The following five tips represent ways in which you can alter your life to save massive amounts of time. Who needs little five minute snippets of time when you can try out something for a month that could save you an eight-hour day worth of spare time? These five methods of expanding your time are also more difficult. They involve things like unplugging yourself from the Matrix for weeks at a time or spending some of your social time away from friends and family. I don’t recommend you taking on these experiments all the time, since they can be alienating. Employing them when you have a major self-imposed deadline, however, can give you the extra time you need to achieve an important goal on your project.
Give up Facebook, TV or mobile internet for 30 days. I realize that this is a doozy, but the fact that it sends shivers down your spine might be exactly the reason why you should do it. One should not become too dependent on any single activity in this world. We’ve all become a bit too dependent on Facebook, TV and using the internet wherever we go. Unplugging yourself from either of the three (or all three) for one month will not end your life. It may even save it. To accomplish this task, unplug what needs to be unplugged, delete phone apps as necessary and use some free web browser blocking software. Pick a day, mark your calendar and make it happen. Try this experiment during a month that seems overwhelmingly difficult. You may find at the end that you’d like to extend the enhanced productivity you experienced beyond 30 days.
Leave home one hour early and
return one hour late for 30 days. Assume there are about 25 work days in a month. Add two hours of productivity to each day and you have 50 hours to do with as you please. What would you do on your project with an extra 50 hours? Obviously, you’d need to get this experiment cleared with your loved ones, but once you do, you will have a 50 hour check worth of free time to spend. Where you choose to work during those extra hours is up to you: you could visit a library, coffee shop or gym, for example. All you have to do is leave early and get back late for 30 days. This will help you to both avoid distractions at home and have oodles of extra time to work on your book, business or blog.
Spend a three-day weekend in a library. I know that three-day weekends are often for rest and relaxation, but if you want to create something in your spare time, you need to work harder than most other people. That means you may have to spend some holidays working. Getting three straight days to work on your project can be priceless if you have the motivation to do it. If you spend your three days in a library, you’ll also have access to all the research materials you need for your project. The destination does not have to be a library, but I do recommend that it’s somewhere other than your home. Three concentrated days in a distraction-free environment can work wonders for your creative project.
Trade or outsource all your housework for 30 days. I probably spend about 10 to 15 hours a month on housework. If I had a larger house and kids, I’m sure that number would double. Calling in all your favors at once or spending some money on a maid or personal assistant for 30 days could convert almost all your chore time into spare time, but make sure it’s worth the investment. Let’s say you spend $500 to get somebody to help a couple of times per week for an entire month. If you spend that time to create a business that will make you $5,000 or more in the next year, it could be more than worth it. How much is your time worth? That’s a question to keep in mind throughout the creation of your project.

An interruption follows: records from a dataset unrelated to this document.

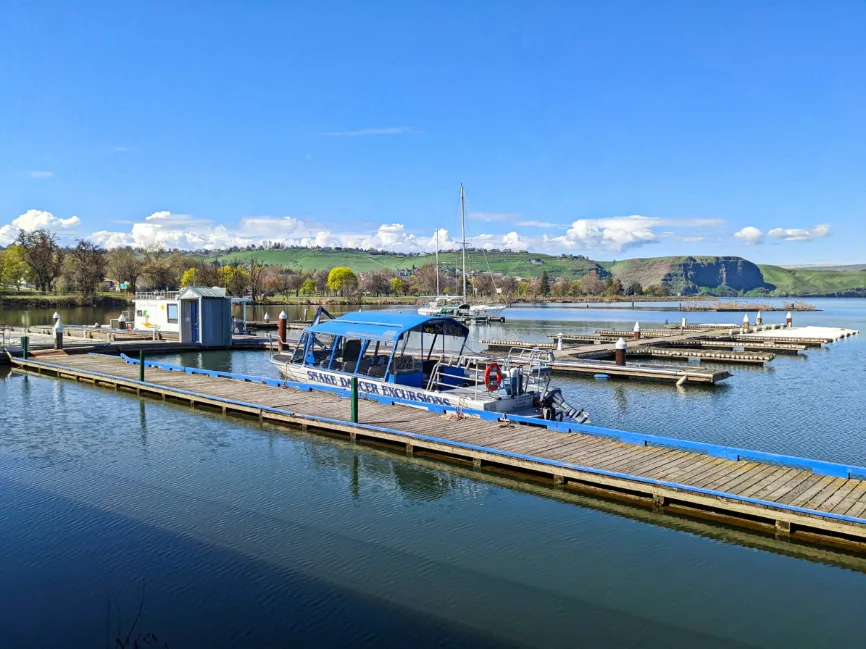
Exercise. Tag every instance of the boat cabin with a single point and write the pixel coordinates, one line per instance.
(398, 348)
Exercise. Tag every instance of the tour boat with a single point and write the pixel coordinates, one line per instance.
(421, 359)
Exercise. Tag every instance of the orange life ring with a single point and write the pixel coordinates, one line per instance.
(493, 377)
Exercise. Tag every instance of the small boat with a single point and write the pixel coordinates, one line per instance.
(422, 359)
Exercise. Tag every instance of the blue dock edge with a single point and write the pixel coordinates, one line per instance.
(821, 467)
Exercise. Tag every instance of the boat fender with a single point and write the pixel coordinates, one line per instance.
(493, 377)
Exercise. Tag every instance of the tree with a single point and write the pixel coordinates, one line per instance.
(509, 287)
(87, 262)
(308, 286)
(484, 284)
(157, 268)
(189, 277)
(544, 285)
(342, 280)
(256, 274)
(271, 283)
(14, 269)
(124, 266)
(42, 254)
(295, 282)
(321, 279)
(398, 286)
(560, 287)
(592, 284)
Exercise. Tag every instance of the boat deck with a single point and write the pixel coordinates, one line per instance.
(817, 500)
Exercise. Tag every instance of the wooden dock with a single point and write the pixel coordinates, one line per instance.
(790, 497)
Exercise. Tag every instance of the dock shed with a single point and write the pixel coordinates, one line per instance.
(206, 316)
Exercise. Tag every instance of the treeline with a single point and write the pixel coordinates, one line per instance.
(37, 259)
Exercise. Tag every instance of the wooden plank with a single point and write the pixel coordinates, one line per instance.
(805, 494)
(836, 498)
(755, 477)
(770, 483)
(738, 475)
(829, 489)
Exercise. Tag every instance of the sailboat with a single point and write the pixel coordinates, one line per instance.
(458, 306)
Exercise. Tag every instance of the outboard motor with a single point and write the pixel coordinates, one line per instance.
(554, 406)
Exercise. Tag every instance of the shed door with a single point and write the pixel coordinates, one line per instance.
(193, 313)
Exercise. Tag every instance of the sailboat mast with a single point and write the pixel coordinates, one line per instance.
(437, 262)
(463, 231)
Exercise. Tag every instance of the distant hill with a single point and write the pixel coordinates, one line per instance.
(686, 275)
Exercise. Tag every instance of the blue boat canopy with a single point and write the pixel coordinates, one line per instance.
(387, 327)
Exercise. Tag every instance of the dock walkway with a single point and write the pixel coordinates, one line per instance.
(815, 500)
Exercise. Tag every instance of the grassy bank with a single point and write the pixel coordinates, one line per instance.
(38, 301)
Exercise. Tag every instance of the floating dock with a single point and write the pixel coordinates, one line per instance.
(790, 497)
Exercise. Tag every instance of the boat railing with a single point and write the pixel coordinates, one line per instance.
(472, 372)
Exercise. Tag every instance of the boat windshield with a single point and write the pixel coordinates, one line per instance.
(408, 359)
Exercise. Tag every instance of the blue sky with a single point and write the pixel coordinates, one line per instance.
(615, 129)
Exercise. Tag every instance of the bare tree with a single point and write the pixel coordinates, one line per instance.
(509, 287)
(321, 279)
(124, 266)
(592, 284)
(87, 262)
(256, 271)
(43, 255)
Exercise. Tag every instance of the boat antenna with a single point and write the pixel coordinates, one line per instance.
(463, 231)
(437, 262)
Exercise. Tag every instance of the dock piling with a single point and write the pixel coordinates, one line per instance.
(354, 400)
(281, 330)
(619, 353)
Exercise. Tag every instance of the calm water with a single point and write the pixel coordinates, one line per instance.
(250, 536)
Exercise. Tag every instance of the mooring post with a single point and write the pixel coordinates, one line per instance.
(619, 352)
(354, 399)
(281, 330)
(58, 331)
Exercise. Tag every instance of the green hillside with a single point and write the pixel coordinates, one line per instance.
(807, 281)
(510, 263)
(686, 275)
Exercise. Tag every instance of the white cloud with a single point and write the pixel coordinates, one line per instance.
(797, 234)
(750, 235)
(33, 220)
(391, 130)
(617, 233)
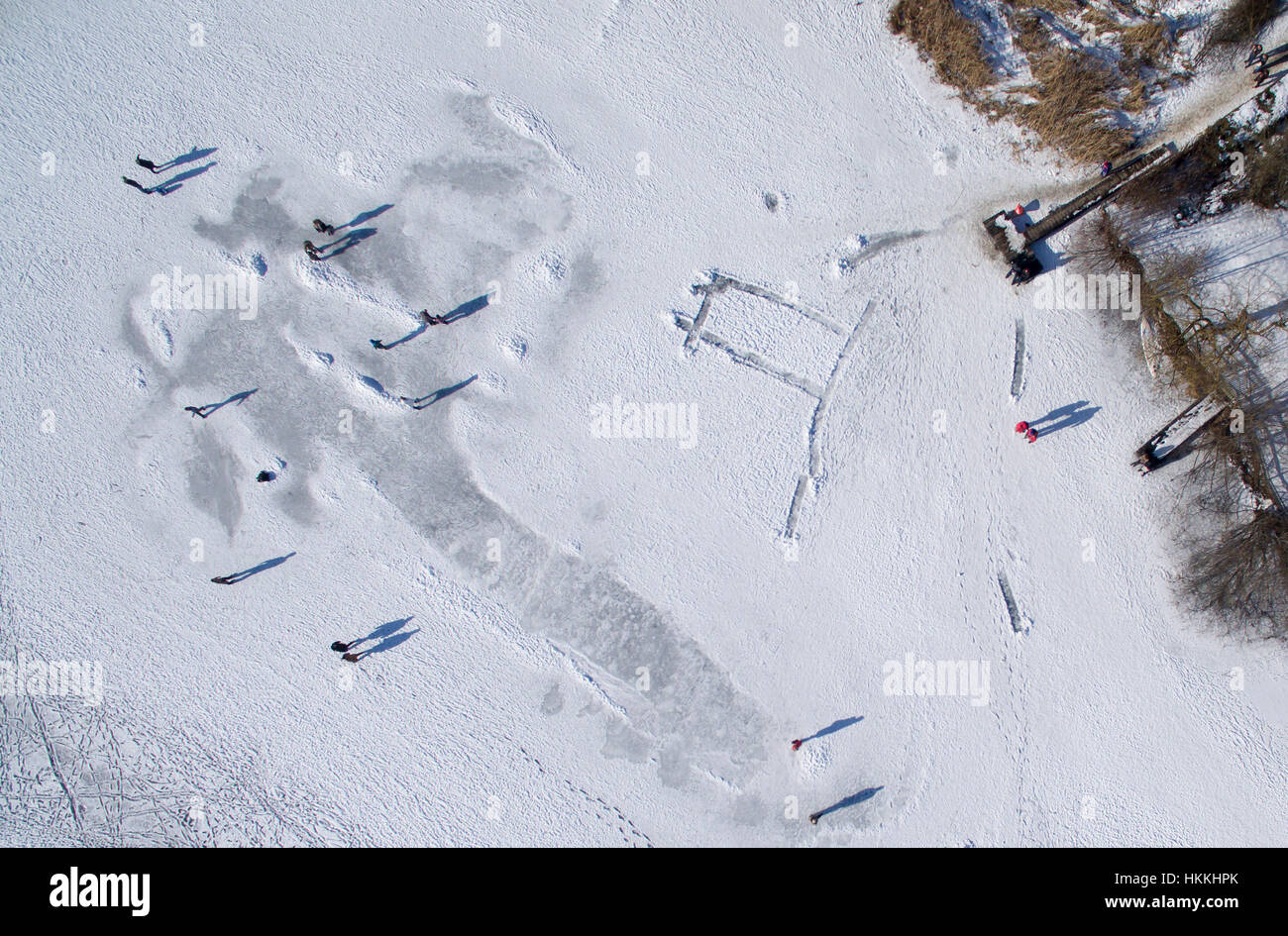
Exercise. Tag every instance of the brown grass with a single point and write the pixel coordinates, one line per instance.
(1240, 24)
(1149, 44)
(1186, 178)
(1267, 174)
(949, 40)
(1073, 108)
(1244, 572)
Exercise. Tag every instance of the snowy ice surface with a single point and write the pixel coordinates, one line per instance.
(578, 640)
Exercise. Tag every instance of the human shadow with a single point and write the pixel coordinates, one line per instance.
(853, 799)
(365, 217)
(835, 726)
(175, 183)
(351, 240)
(254, 571)
(389, 635)
(384, 630)
(191, 156)
(464, 309)
(389, 643)
(206, 410)
(1064, 417)
(438, 394)
(416, 333)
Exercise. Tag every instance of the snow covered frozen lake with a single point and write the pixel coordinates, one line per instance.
(572, 636)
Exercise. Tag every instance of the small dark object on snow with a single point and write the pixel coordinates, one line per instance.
(1024, 268)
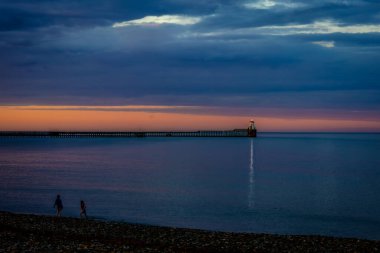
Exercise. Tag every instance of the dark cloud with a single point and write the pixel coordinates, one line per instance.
(67, 52)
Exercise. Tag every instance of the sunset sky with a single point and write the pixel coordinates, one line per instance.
(184, 64)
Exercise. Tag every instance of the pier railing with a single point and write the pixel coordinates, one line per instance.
(68, 134)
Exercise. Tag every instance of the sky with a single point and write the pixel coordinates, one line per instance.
(184, 64)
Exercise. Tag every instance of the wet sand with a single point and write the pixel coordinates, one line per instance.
(37, 233)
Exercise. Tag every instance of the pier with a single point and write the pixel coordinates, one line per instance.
(248, 132)
(77, 134)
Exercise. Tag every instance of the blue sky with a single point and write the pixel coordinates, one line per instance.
(262, 57)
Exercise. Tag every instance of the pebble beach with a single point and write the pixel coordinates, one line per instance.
(38, 233)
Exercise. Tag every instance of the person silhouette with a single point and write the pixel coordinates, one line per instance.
(58, 205)
(83, 212)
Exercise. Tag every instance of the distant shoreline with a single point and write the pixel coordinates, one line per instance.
(42, 233)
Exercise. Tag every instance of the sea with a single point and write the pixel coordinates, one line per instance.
(277, 183)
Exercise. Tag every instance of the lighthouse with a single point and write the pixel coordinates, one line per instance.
(252, 129)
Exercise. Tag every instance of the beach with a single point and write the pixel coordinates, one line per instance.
(41, 233)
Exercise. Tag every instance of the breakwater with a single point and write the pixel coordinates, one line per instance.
(77, 134)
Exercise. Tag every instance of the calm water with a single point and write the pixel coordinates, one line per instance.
(278, 183)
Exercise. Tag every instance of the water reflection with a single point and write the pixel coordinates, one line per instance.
(252, 184)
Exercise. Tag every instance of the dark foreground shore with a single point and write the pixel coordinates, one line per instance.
(33, 233)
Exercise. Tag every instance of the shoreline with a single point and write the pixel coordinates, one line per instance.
(42, 233)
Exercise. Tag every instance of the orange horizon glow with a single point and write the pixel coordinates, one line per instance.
(161, 118)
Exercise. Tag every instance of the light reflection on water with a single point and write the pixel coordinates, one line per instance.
(251, 197)
(277, 183)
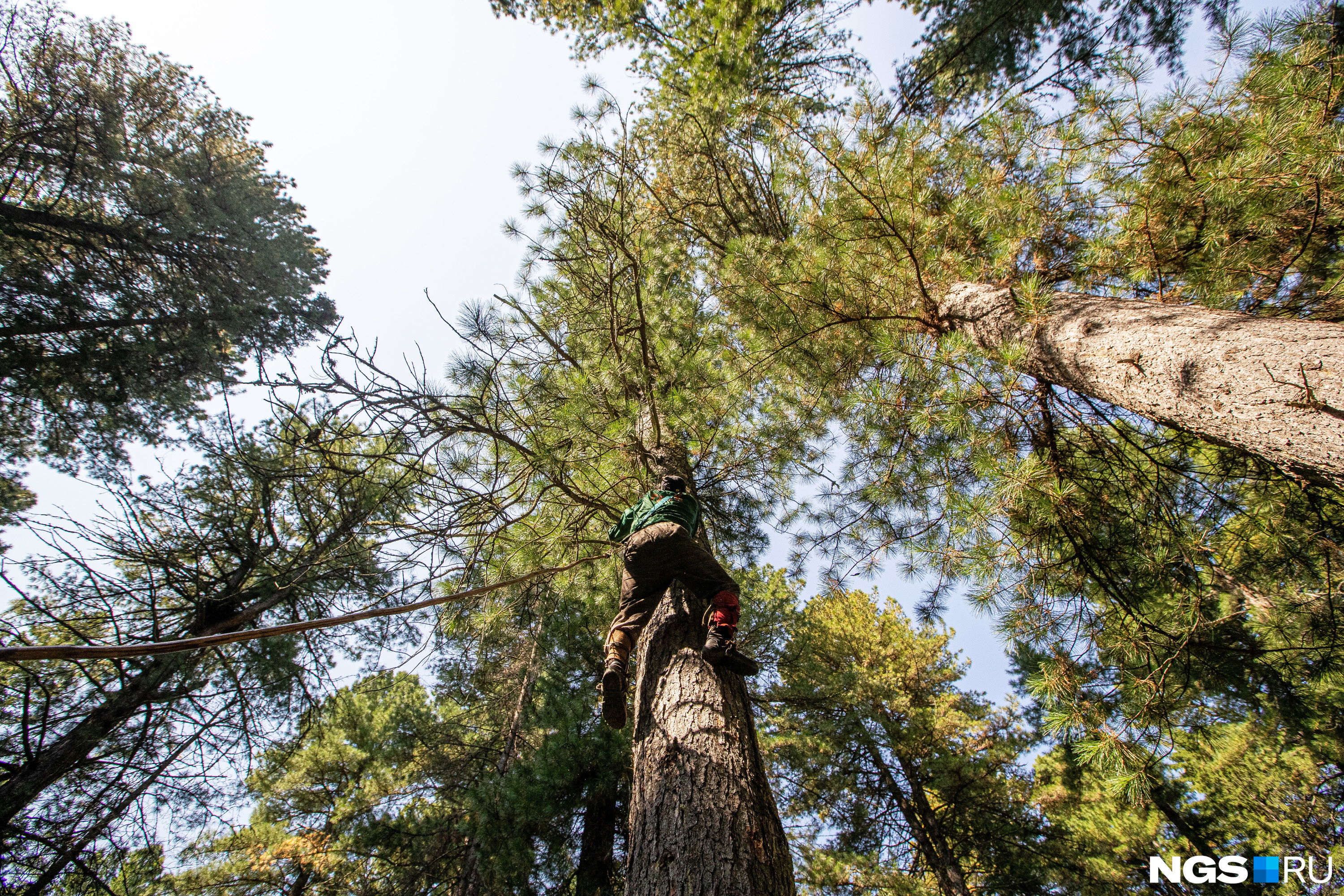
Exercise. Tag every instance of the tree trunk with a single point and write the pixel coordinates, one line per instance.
(1271, 386)
(73, 749)
(702, 816)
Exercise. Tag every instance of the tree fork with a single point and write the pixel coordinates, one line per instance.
(1271, 386)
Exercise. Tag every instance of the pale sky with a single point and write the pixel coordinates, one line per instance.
(400, 123)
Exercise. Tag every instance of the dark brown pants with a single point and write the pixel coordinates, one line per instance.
(654, 556)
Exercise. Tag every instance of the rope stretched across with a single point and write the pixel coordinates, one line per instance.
(125, 652)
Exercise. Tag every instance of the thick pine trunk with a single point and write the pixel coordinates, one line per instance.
(1271, 386)
(702, 816)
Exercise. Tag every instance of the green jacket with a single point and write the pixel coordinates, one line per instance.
(658, 507)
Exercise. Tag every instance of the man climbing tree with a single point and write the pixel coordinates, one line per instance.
(659, 538)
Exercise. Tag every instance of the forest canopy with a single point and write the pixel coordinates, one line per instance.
(1010, 328)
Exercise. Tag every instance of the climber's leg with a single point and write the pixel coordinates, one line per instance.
(706, 577)
(646, 577)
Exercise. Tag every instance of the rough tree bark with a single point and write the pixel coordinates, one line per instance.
(702, 816)
(1271, 386)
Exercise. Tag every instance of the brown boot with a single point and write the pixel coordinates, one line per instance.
(613, 691)
(722, 653)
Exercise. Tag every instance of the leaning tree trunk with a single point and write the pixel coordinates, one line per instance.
(1271, 386)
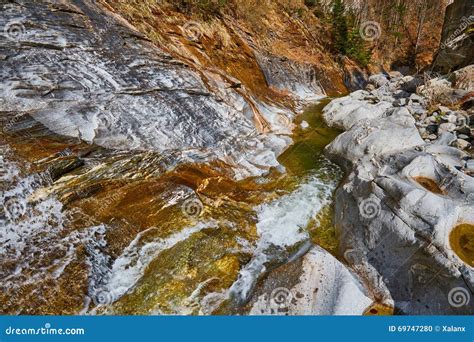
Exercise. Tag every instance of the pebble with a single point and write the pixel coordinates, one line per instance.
(452, 118)
(446, 127)
(462, 144)
(444, 109)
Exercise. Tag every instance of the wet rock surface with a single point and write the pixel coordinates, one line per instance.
(403, 196)
(84, 73)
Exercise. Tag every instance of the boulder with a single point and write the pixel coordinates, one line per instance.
(325, 287)
(396, 209)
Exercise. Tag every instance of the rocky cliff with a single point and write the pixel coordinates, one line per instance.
(457, 38)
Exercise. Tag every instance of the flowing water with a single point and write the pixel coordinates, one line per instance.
(145, 233)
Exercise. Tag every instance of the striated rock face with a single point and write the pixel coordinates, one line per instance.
(400, 201)
(457, 39)
(86, 74)
(324, 287)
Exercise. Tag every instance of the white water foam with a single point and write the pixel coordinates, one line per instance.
(129, 267)
(282, 224)
(34, 237)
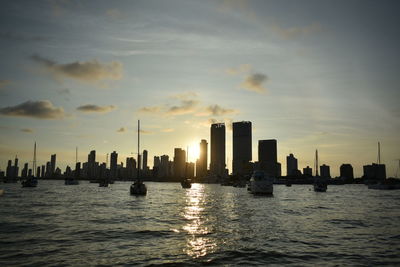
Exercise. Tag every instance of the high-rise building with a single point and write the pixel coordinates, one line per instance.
(113, 165)
(145, 160)
(325, 171)
(179, 163)
(241, 147)
(346, 172)
(53, 164)
(268, 157)
(217, 162)
(307, 171)
(291, 165)
(201, 163)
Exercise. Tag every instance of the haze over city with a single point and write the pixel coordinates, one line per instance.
(81, 73)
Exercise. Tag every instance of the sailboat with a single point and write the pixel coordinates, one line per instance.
(138, 188)
(32, 180)
(186, 182)
(320, 183)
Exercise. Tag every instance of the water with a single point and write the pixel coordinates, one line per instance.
(55, 224)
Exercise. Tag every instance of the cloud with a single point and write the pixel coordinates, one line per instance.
(254, 82)
(186, 107)
(20, 37)
(121, 130)
(153, 109)
(86, 71)
(293, 32)
(238, 70)
(216, 110)
(4, 83)
(95, 109)
(43, 109)
(27, 130)
(65, 91)
(114, 13)
(167, 130)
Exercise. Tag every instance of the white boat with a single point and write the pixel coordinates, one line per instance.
(261, 183)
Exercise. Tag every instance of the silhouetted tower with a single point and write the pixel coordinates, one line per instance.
(145, 160)
(201, 164)
(268, 157)
(241, 147)
(53, 164)
(217, 164)
(113, 165)
(291, 165)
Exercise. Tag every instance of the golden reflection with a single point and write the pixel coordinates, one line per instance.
(198, 244)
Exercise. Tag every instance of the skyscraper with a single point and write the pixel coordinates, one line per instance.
(113, 165)
(145, 160)
(201, 164)
(217, 164)
(241, 147)
(268, 157)
(53, 164)
(291, 165)
(179, 162)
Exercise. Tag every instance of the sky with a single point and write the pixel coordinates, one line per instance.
(312, 74)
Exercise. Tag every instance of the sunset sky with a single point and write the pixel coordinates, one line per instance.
(312, 74)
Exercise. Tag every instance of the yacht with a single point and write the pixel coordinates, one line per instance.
(138, 188)
(261, 184)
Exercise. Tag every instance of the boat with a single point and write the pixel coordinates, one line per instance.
(30, 182)
(261, 183)
(71, 181)
(186, 183)
(138, 188)
(320, 183)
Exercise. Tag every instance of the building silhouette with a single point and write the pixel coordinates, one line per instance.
(346, 173)
(201, 163)
(113, 165)
(291, 165)
(217, 164)
(53, 164)
(325, 171)
(242, 153)
(179, 163)
(268, 157)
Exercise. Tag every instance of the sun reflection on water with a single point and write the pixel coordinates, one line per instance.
(198, 244)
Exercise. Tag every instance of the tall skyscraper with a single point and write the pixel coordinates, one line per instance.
(241, 147)
(53, 164)
(113, 165)
(217, 164)
(201, 164)
(268, 157)
(346, 172)
(145, 160)
(291, 165)
(179, 163)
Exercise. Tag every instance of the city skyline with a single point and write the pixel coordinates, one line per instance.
(79, 74)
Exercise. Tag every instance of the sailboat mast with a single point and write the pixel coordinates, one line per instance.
(379, 153)
(138, 169)
(34, 161)
(316, 162)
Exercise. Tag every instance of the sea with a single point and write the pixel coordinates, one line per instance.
(208, 224)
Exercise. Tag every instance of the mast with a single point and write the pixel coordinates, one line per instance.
(316, 162)
(379, 153)
(34, 161)
(138, 168)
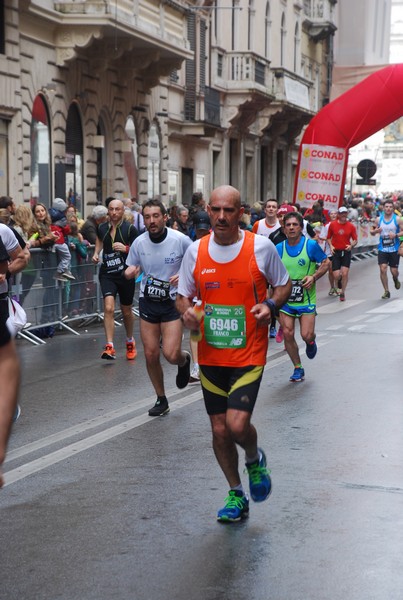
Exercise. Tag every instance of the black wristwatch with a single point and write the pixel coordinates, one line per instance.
(270, 303)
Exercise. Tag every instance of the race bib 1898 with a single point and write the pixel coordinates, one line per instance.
(225, 326)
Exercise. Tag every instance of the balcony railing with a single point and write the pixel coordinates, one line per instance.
(293, 89)
(241, 70)
(319, 18)
(212, 109)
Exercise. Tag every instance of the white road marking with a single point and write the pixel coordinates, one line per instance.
(357, 327)
(98, 438)
(335, 307)
(85, 426)
(388, 307)
(377, 319)
(73, 449)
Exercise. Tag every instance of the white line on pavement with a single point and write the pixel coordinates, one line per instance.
(73, 449)
(89, 442)
(334, 307)
(80, 428)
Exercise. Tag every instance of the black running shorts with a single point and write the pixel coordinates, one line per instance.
(230, 387)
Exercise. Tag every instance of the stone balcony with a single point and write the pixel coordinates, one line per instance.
(319, 19)
(135, 35)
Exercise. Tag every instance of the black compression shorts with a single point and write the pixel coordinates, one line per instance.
(230, 387)
(111, 285)
(158, 312)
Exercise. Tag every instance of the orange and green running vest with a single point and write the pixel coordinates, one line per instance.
(231, 336)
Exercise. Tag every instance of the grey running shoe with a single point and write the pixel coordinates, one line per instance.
(160, 408)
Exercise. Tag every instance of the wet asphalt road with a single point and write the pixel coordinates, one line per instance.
(104, 503)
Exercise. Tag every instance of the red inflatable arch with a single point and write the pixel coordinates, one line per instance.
(351, 118)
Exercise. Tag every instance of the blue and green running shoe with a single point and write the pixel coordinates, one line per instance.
(259, 478)
(236, 507)
(298, 375)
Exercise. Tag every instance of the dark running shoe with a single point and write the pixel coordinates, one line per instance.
(236, 507)
(160, 408)
(182, 378)
(259, 478)
(311, 349)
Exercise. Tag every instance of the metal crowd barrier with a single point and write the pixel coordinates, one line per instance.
(71, 305)
(51, 304)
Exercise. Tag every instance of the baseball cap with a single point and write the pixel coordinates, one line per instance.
(285, 208)
(59, 204)
(201, 220)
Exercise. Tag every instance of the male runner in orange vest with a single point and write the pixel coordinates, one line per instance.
(229, 270)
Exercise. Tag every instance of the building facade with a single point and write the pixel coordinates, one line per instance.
(158, 98)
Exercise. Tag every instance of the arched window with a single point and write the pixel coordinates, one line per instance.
(130, 157)
(296, 48)
(251, 15)
(267, 31)
(74, 159)
(40, 153)
(154, 163)
(282, 40)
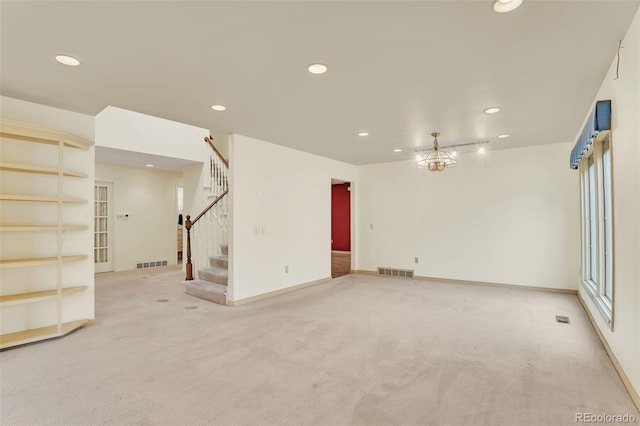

Use your sick or vacation days to spend a week straight on your project. This experiment can triple your productivity compared to the three-day weekend in a library. Start on a Saturday morning, use your sick days throughout the week and conclude on the following Sunday to get nine straight days to work on your project. If you are efficient with your time and energy (which we’ll discuss in the following sections), you can make a ton of progress on your project. You may even be able to get a rough draft of your project completed during that time. It stinks to lose vacation time and sick days to work on your project, but if you have some extra ones saved up, you might as well. To create a worthwhile project, you have to be willing to work harder than the other guy. You work while he or she sleeps or travels. Work for nine straight days on your project and you’ll be miles ahead of the other people in your shoes.